A titre préliminaire, la question était de savoir si les plants de tournesols en cause pouvaient être qualifiés d’organismes génétiquement modifiés. Le tribunal s’est fondé sur la directive 2001/18/CE[3] dont l’interprétation avait été précisée par la Cour de justice de l’Union européenne le 25 juillet 2018[4] pour reconnaître la qualité d’OGM à des organismes obtenus au moyen de techniques ou méthodes de mutagénèse au même titre que ceux obtenus par transgénèse.

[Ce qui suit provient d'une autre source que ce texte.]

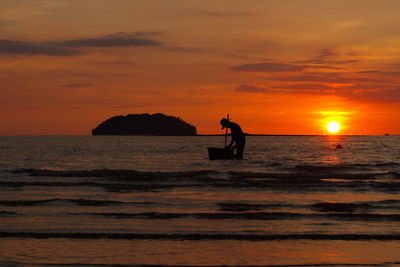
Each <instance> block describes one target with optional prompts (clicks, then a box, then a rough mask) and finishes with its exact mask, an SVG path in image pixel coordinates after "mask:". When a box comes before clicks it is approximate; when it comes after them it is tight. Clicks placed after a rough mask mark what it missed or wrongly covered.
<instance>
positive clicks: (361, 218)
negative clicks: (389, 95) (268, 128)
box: [0, 135, 400, 266]
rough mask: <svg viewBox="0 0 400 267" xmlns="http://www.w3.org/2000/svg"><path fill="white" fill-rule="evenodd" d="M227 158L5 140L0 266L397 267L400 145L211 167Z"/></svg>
mask: <svg viewBox="0 0 400 267" xmlns="http://www.w3.org/2000/svg"><path fill="white" fill-rule="evenodd" d="M338 145H341V147H342V148H341V149H337V146H338ZM223 146H224V136H186V137H171V136H170V137H157V136H13V137H8V136H3V137H0V266H395V265H400V196H399V192H400V136H383V135H382V136H339V135H338V136H334V135H331V136H248V137H247V144H246V148H245V153H244V159H243V160H215V161H210V160H209V159H208V154H207V148H208V147H223Z"/></svg>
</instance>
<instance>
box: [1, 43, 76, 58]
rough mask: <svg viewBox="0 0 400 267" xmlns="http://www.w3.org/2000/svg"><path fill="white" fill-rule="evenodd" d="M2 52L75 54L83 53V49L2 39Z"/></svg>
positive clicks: (19, 54) (1, 52)
mask: <svg viewBox="0 0 400 267" xmlns="http://www.w3.org/2000/svg"><path fill="white" fill-rule="evenodd" d="M0 54H3V55H46V56H73V55H79V54H83V51H80V50H76V49H70V48H65V47H55V46H49V45H46V44H42V43H34V42H25V41H15V40H5V39H1V40H0Z"/></svg>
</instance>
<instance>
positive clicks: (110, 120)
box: [92, 113, 196, 136]
mask: <svg viewBox="0 0 400 267" xmlns="http://www.w3.org/2000/svg"><path fill="white" fill-rule="evenodd" d="M92 135H161V136H186V135H196V127H195V126H193V125H191V124H189V123H186V122H185V121H183V120H182V119H180V118H178V117H174V116H167V115H164V114H162V113H156V114H148V113H145V114H128V115H126V116H114V117H111V118H109V119H107V120H105V121H104V122H102V123H101V124H99V125H98V126H97V127H96V128H95V129H93V130H92Z"/></svg>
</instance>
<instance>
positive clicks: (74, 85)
mask: <svg viewBox="0 0 400 267" xmlns="http://www.w3.org/2000/svg"><path fill="white" fill-rule="evenodd" d="M92 85H93V84H91V83H67V84H63V85H60V87H64V88H79V87H88V86H92Z"/></svg>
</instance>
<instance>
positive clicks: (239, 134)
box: [220, 118, 246, 159]
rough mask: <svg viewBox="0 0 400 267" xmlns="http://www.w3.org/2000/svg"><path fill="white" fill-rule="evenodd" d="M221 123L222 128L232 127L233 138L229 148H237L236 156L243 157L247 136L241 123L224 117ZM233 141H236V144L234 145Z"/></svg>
mask: <svg viewBox="0 0 400 267" xmlns="http://www.w3.org/2000/svg"><path fill="white" fill-rule="evenodd" d="M220 123H221V125H222V129H224V128H225V127H226V128H229V129H231V136H232V140H231V142H230V144H229V145H228V146H227V148H232V149H233V148H236V155H235V158H236V159H243V150H244V146H245V145H246V137H245V136H244V133H243V131H242V129H241V128H240V126H239V124H237V123H234V122H231V121H229V120H228V119H225V118H224V119H222V120H221V122H220ZM233 143H235V145H234V146H232V145H233Z"/></svg>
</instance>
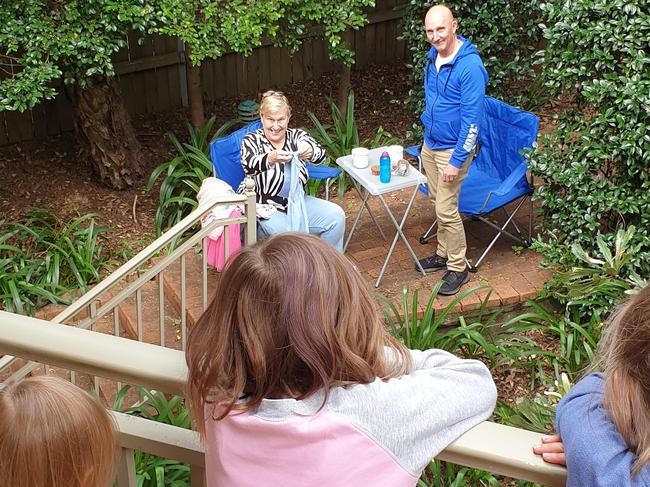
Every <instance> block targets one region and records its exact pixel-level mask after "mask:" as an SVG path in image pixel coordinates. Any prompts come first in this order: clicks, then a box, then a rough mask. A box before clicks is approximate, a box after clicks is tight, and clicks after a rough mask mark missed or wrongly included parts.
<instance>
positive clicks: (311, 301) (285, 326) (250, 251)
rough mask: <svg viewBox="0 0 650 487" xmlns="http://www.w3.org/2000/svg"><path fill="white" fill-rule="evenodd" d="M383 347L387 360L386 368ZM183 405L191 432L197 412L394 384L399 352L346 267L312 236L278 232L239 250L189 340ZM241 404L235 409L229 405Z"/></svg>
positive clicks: (228, 265)
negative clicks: (188, 396)
mask: <svg viewBox="0 0 650 487" xmlns="http://www.w3.org/2000/svg"><path fill="white" fill-rule="evenodd" d="M385 347H389V348H390V349H392V354H393V355H394V356H395V358H396V359H398V360H395V361H392V360H391V361H387V359H386V350H385ZM186 360H187V364H188V368H189V381H188V388H189V390H188V393H189V394H188V396H189V398H190V406H191V410H192V413H193V415H194V418H195V419H196V421H197V428H198V429H199V431H200V432H203V431H204V421H205V406H206V405H207V404H216V405H219V406H221V407H220V408H219V409H218V412H216V413H215V414H214V415H213V416H215V417H216V418H217V419H220V418H223V417H224V416H225V415H226V414H227V413H228V412H229V411H230V410H232V408H233V407H235V408H236V409H238V410H246V409H249V408H254V407H256V406H257V405H259V404H260V402H261V401H262V399H264V398H268V399H277V398H294V399H302V398H305V397H307V396H309V395H310V394H312V393H314V392H316V391H317V390H320V389H323V390H325V392H326V393H327V391H328V390H329V389H330V388H331V387H334V386H345V385H348V384H357V383H369V382H371V381H373V380H375V378H377V377H380V378H388V377H397V376H400V375H402V374H403V373H405V372H406V371H407V370H408V368H409V367H410V360H409V355H408V354H407V352H406V349H405V348H404V347H403V346H402V345H401V344H399V343H398V342H397V341H396V340H395V339H394V338H392V337H391V336H390V335H389V334H388V333H387V332H386V330H385V328H384V326H383V324H382V323H381V321H380V319H379V316H378V314H377V311H376V309H375V304H374V302H373V299H372V298H371V296H370V294H369V292H368V290H367V288H366V284H365V282H364V281H363V279H362V278H361V276H360V275H359V274H358V272H356V271H355V270H354V269H353V268H352V265H351V264H350V262H349V261H348V260H347V259H346V258H345V257H343V256H342V255H341V254H340V253H339V252H337V251H335V250H334V249H333V248H332V247H331V246H330V245H328V244H326V243H325V242H323V241H322V240H321V239H319V238H317V237H313V236H310V235H307V234H302V233H283V234H280V235H276V236H274V237H271V238H268V239H266V240H263V241H261V242H258V243H256V244H255V245H253V246H251V247H247V248H245V249H244V250H242V251H241V252H240V253H239V254H238V255H237V257H236V258H235V259H234V260H233V261H231V262H230V263H229V264H228V265H227V266H226V269H225V271H224V272H223V274H222V276H221V279H220V281H219V284H218V286H217V290H216V292H215V295H214V297H213V300H212V302H211V304H210V306H209V307H208V309H207V310H206V312H205V313H204V314H203V315H202V316H201V318H200V319H199V321H198V322H197V324H196V325H195V326H194V327H193V329H192V330H191V331H190V335H189V339H188V346H187V351H186ZM242 396H245V397H246V400H245V402H243V403H241V402H239V403H237V404H235V403H236V402H237V401H238V400H239V399H240V398H241V397H242Z"/></svg>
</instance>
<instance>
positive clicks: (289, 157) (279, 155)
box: [266, 149, 293, 166]
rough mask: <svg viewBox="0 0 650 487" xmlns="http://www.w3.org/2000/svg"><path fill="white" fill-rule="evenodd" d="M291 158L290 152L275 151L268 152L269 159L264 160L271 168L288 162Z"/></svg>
mask: <svg viewBox="0 0 650 487" xmlns="http://www.w3.org/2000/svg"><path fill="white" fill-rule="evenodd" d="M292 157H293V154H292V153H291V152H288V151H286V150H280V149H276V150H272V151H271V152H269V157H268V158H267V159H266V162H267V163H268V164H269V165H271V166H273V165H275V164H284V163H287V162H289V161H290V160H291V158H292Z"/></svg>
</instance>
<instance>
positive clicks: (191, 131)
mask: <svg viewBox="0 0 650 487" xmlns="http://www.w3.org/2000/svg"><path fill="white" fill-rule="evenodd" d="M214 121H215V117H214V116H212V117H210V119H209V120H208V121H207V122H206V124H205V125H204V126H203V127H202V128H201V129H196V128H194V127H193V126H192V125H191V124H190V123H188V124H187V130H188V132H189V142H180V141H179V140H178V138H177V137H176V135H175V134H173V133H172V132H167V134H166V136H167V139H168V140H169V142H170V143H171V144H172V146H173V147H174V149H176V152H177V155H176V157H174V158H172V159H170V160H169V161H166V162H164V163H162V164H160V165H159V166H157V167H156V168H155V169H154V170H153V172H152V173H151V175H150V176H149V180H148V181H147V191H151V190H152V188H153V186H154V184H155V183H156V181H157V180H158V179H159V178H162V182H161V184H160V190H159V199H158V209H157V210H156V220H155V229H156V235H157V236H160V235H161V234H162V233H163V232H164V231H165V230H166V229H168V228H171V227H173V226H174V225H175V224H176V223H178V222H179V221H181V220H182V219H183V218H184V217H185V216H187V215H189V214H190V213H191V212H192V210H194V209H195V208H196V207H197V206H198V202H197V198H196V195H197V193H198V192H199V188H200V187H201V182H202V181H203V180H204V179H205V178H207V177H208V176H211V175H212V161H211V160H210V142H212V141H213V140H214V139H217V138H219V137H222V136H224V135H225V134H226V133H228V131H230V129H232V128H233V127H235V126H236V125H238V124H239V123H241V122H240V121H239V119H233V120H228V121H227V122H225V123H224V124H223V125H221V127H219V128H218V129H217V130H216V131H215V133H214V134H212V136H210V132H211V131H212V126H213V125H214Z"/></svg>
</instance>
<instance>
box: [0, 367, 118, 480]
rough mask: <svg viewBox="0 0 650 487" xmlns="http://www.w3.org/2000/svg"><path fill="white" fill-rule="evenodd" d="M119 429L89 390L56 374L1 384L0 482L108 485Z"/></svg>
mask: <svg viewBox="0 0 650 487" xmlns="http://www.w3.org/2000/svg"><path fill="white" fill-rule="evenodd" d="M117 448H118V443H117V432H116V428H115V425H114V423H113V420H112V418H111V417H110V415H109V414H108V412H107V411H106V410H105V409H104V408H103V407H102V406H101V405H100V404H99V403H98V402H97V401H96V400H95V399H93V398H92V397H91V396H90V395H89V394H87V393H86V392H84V391H83V390H81V389H79V388H78V387H77V386H75V385H73V384H71V383H70V382H67V381H65V380H63V379H59V378H57V377H31V378H28V379H24V380H22V381H19V382H16V383H13V384H9V385H7V386H5V387H4V388H3V389H0V487H87V486H93V487H109V486H111V485H112V483H113V481H114V477H115V468H116V464H117V452H118V449H117Z"/></svg>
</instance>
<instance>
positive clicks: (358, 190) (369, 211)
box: [353, 181, 386, 240]
mask: <svg viewBox="0 0 650 487" xmlns="http://www.w3.org/2000/svg"><path fill="white" fill-rule="evenodd" d="M357 184H358V183H357V182H356V181H354V184H353V186H354V189H355V190H356V192H357V194H358V195H359V198H361V199H362V200H363V205H362V206H361V208H363V207H365V208H366V210H368V214H369V215H370V218H372V221H373V222H374V223H375V226H376V227H377V230H379V233H380V234H381V238H383V239H384V240H386V235H385V234H384V231H383V230H382V228H381V225H379V222H378V221H377V220H376V218H375V215H374V214H373V212H372V210H371V209H370V207H369V206H368V191H367V190H365V189H364V191H365V192H366V196H365V198H364V197H363V196H362V195H361V191H359V187H358V186H357Z"/></svg>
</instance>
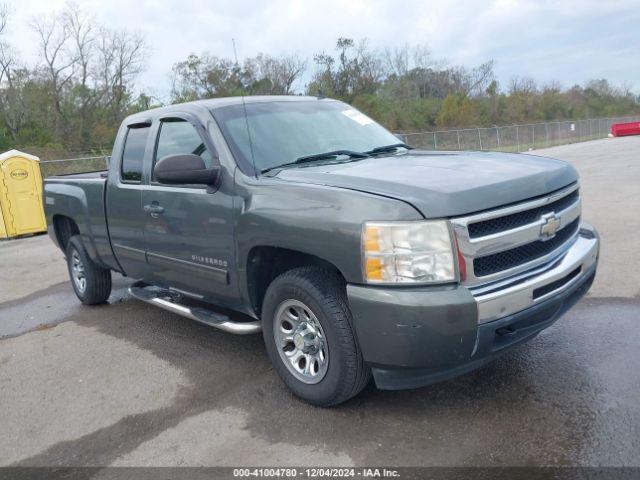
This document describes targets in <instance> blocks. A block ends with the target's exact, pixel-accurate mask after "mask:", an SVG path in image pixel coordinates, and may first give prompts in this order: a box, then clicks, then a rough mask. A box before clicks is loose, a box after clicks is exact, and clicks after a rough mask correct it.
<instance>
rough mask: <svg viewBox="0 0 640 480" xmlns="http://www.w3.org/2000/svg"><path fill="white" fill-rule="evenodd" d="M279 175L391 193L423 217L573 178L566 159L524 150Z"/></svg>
mask: <svg viewBox="0 0 640 480" xmlns="http://www.w3.org/2000/svg"><path fill="white" fill-rule="evenodd" d="M275 176H276V178H279V179H281V180H285V181H290V182H297V183H309V184H316V185H327V186H332V187H339V188H347V189H351V190H358V191H362V192H367V193H372V194H376V195H383V196H386V197H391V198H396V199H399V200H402V201H405V202H407V203H410V204H411V205H413V206H414V207H415V208H416V209H418V210H419V211H420V212H421V213H422V214H423V215H424V216H425V217H427V218H439V217H452V216H457V215H465V214H469V213H474V212H478V211H481V210H487V209H490V208H495V207H499V206H503V205H507V204H510V203H515V202H519V201H522V200H526V199H529V198H532V197H537V196H541V195H545V194H547V193H549V192H552V191H554V190H558V189H560V188H562V187H565V186H567V185H569V184H571V183H573V182H575V181H577V179H578V174H577V172H576V170H575V169H574V168H573V167H572V166H571V165H569V164H568V163H566V162H563V161H561V160H555V159H552V158H545V157H538V156H534V155H524V154H507V153H493V152H427V151H415V150H412V151H410V152H409V153H406V154H401V155H394V156H389V157H375V158H366V159H363V160H356V161H352V162H346V163H338V164H325V165H311V166H304V167H296V168H285V169H282V170H280V171H279V172H278V173H277V174H276V175H275Z"/></svg>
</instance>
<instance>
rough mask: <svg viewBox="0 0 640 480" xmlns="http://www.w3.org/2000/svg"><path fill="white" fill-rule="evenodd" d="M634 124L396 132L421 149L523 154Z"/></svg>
mask: <svg viewBox="0 0 640 480" xmlns="http://www.w3.org/2000/svg"><path fill="white" fill-rule="evenodd" d="M637 121H640V115H636V116H627V117H609V118H591V119H586V120H566V121H562V122H546V123H528V124H522V125H506V126H494V127H481V128H461V129H453V130H437V131H433V132H416V133H398V134H397V136H398V137H399V138H401V139H402V140H403V141H404V142H406V143H407V144H409V145H411V146H413V147H416V148H420V149H423V150H497V151H502V152H526V151H528V150H535V149H538V148H546V147H552V146H555V145H564V144H567V143H574V142H584V141H587V140H595V139H598V138H604V137H606V136H607V135H608V134H609V133H610V132H611V125H612V124H614V123H620V122H637Z"/></svg>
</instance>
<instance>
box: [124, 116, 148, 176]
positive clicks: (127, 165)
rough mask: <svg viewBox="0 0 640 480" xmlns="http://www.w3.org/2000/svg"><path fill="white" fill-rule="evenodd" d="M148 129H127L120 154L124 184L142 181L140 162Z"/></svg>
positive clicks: (145, 142) (141, 175) (143, 127)
mask: <svg viewBox="0 0 640 480" xmlns="http://www.w3.org/2000/svg"><path fill="white" fill-rule="evenodd" d="M148 135H149V127H142V128H129V131H128V132H127V139H126V140H125V143H124V150H123V152H122V172H121V173H122V180H123V181H125V182H136V183H140V181H142V160H143V159H144V149H145V147H146V145H147V136H148Z"/></svg>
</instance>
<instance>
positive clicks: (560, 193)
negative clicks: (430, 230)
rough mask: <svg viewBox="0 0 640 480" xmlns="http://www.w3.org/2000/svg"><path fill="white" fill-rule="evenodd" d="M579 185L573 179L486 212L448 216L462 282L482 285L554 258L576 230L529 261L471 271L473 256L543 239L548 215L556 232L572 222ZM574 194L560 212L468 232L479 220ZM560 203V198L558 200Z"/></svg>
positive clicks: (478, 255) (567, 246)
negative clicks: (512, 202)
mask: <svg viewBox="0 0 640 480" xmlns="http://www.w3.org/2000/svg"><path fill="white" fill-rule="evenodd" d="M577 189H578V184H577V183H575V184H573V185H570V186H568V187H566V188H564V189H562V190H560V191H557V192H554V193H552V194H550V195H547V196H546V197H544V198H538V199H535V200H531V201H528V202H523V203H519V204H517V205H512V206H508V207H504V208H500V209H496V210H491V211H489V212H482V213H478V214H474V215H469V216H465V217H460V218H454V219H452V220H451V223H452V225H453V229H454V232H455V234H456V238H457V242H458V248H459V250H460V253H461V255H462V259H463V260H464V262H465V266H466V272H467V278H466V279H465V281H464V282H463V284H464V285H467V286H469V287H474V286H479V285H484V284H488V283H493V282H498V281H500V280H502V279H504V278H507V277H510V276H513V275H517V274H520V273H523V272H526V271H527V270H531V269H534V268H536V267H539V266H541V265H544V264H547V263H549V262H552V261H553V260H555V259H557V258H558V257H559V256H560V255H561V254H562V253H563V252H564V251H566V250H567V249H568V248H569V246H570V245H571V244H572V243H573V242H575V240H576V238H577V236H578V230H576V232H575V233H574V234H573V235H571V236H570V237H569V238H568V239H567V240H566V241H565V242H563V243H562V244H561V245H559V246H558V247H557V248H555V249H554V250H553V251H551V252H549V253H547V254H545V255H544V256H541V257H539V258H535V259H533V260H531V261H523V263H522V264H519V265H516V266H514V267H512V268H508V269H507V270H502V271H498V272H495V273H491V274H488V275H482V276H480V275H476V273H475V271H474V259H476V258H478V257H484V256H487V255H493V254H499V253H500V252H506V251H508V250H512V249H514V248H517V247H520V246H524V245H528V244H531V243H533V242H538V241H541V240H542V241H544V240H545V237H544V235H543V233H542V230H543V226H544V225H545V224H546V223H547V222H548V218H550V215H551V216H552V217H553V220H554V222H557V223H556V224H555V227H556V233H557V232H558V231H561V230H562V229H563V228H564V227H566V226H568V225H571V224H572V222H574V221H576V220H577V219H578V218H579V217H580V215H581V200H580V196H579V195H575V194H573V192H575V191H576V190H577ZM572 194H573V196H575V197H576V200H575V201H574V202H573V203H570V204H569V205H567V204H566V202H564V205H563V206H564V207H565V208H563V210H561V211H559V212H553V213H552V214H541V215H539V216H538V217H537V218H536V219H535V221H533V222H531V223H527V224H526V225H521V226H518V227H516V228H512V229H508V230H504V231H499V232H496V233H492V234H490V235H486V236H481V237H477V238H471V237H470V235H469V225H471V224H475V223H478V222H482V221H486V220H490V219H497V218H500V217H504V216H507V215H513V214H514V213H518V212H525V211H528V210H532V209H539V210H540V211H543V210H544V209H543V208H542V209H541V207H544V206H546V205H549V204H551V203H554V202H557V201H558V200H561V199H562V198H564V197H567V196H569V195H572ZM560 203H563V202H560Z"/></svg>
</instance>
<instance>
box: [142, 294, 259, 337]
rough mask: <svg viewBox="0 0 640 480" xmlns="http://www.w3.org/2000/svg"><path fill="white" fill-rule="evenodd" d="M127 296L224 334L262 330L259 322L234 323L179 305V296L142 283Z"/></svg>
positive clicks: (238, 322)
mask: <svg viewBox="0 0 640 480" xmlns="http://www.w3.org/2000/svg"><path fill="white" fill-rule="evenodd" d="M129 294H130V295H131V296H132V297H134V298H137V299H138V300H142V301H143V302H147V303H150V304H151V305H155V306H157V307H160V308H162V309H163V310H167V311H169V312H173V313H176V314H178V315H181V316H183V317H187V318H190V319H191V320H195V321H196V322H201V323H204V324H207V325H210V326H212V327H215V328H219V329H220V330H224V331H225V332H229V333H235V334H237V335H247V334H250V333H258V332H260V331H261V330H262V325H261V323H260V322H257V321H256V322H234V321H233V320H231V319H230V318H229V317H227V316H226V315H223V314H221V313H217V312H213V311H211V310H207V309H206V308H192V307H188V306H186V305H181V304H180V303H178V302H179V299H180V295H179V294H177V293H176V292H172V291H170V290H164V289H161V288H158V287H154V286H151V285H146V284H145V283H142V282H136V283H134V284H133V285H131V286H130V287H129Z"/></svg>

Dès lors, en application du principe de précaution, le professionnel qui procède à la dissémination de ce type de plants est tenu par une obligation de transparence et de loyauté et ne peut semer ou planter en pleine nature sans qu’il soit démontré que les précautions sont prises pour empêcher tout impact négatif sur l’environnement et la santé. Or, en l’espèce, la société NIDERA avait dissimulé le caractère d’OGM de ses plants et n’avait effectué aucune démarche pour prévenir les risques sur l’environnement ou la santé, se plaçant ainsi dans l’illégalité au regard du code rural.
À la question de savoir si compte tenu de l’illégalité de la plantation, une personne pouvait légitimement commettre un délit pour y mettre fin, le juge répond par la négative : « Il demeure que la loi n’efface pas un délit au seul motif que ce délit venait répondre à une autre infraction. Pour que tel soit le cas, la loi exigence des conditions qui, concrètement, tiennent à la légitime défense ». Or, en l’espèce, les conditions de la légitime défense n’étaient pas réunies.
En revanche, le juge a accueilli favorablement l’argument de la défense fondé sur l’état de nécessité.
Il rappelle à ce titre que « l’état de nécessité, très voisin de la légitime défense, ne peut être invoqué qu’en présence d’un danger réel ou effectif, pour soi-même ou pour autrui, actuel ou imminent et nécessairement momentané, « injuste », qui a entraîné une réponse nécessaire et mesurée ».
Sur le caractère injuste du danger, le juge indique que la plantation de tournesols OGM a été disséminée sans être déclarée et sans précaution particulière pourtant obligation légale. La situation rencontrée par le prévenu était donc « injuste » au sens de l’état de nécessité.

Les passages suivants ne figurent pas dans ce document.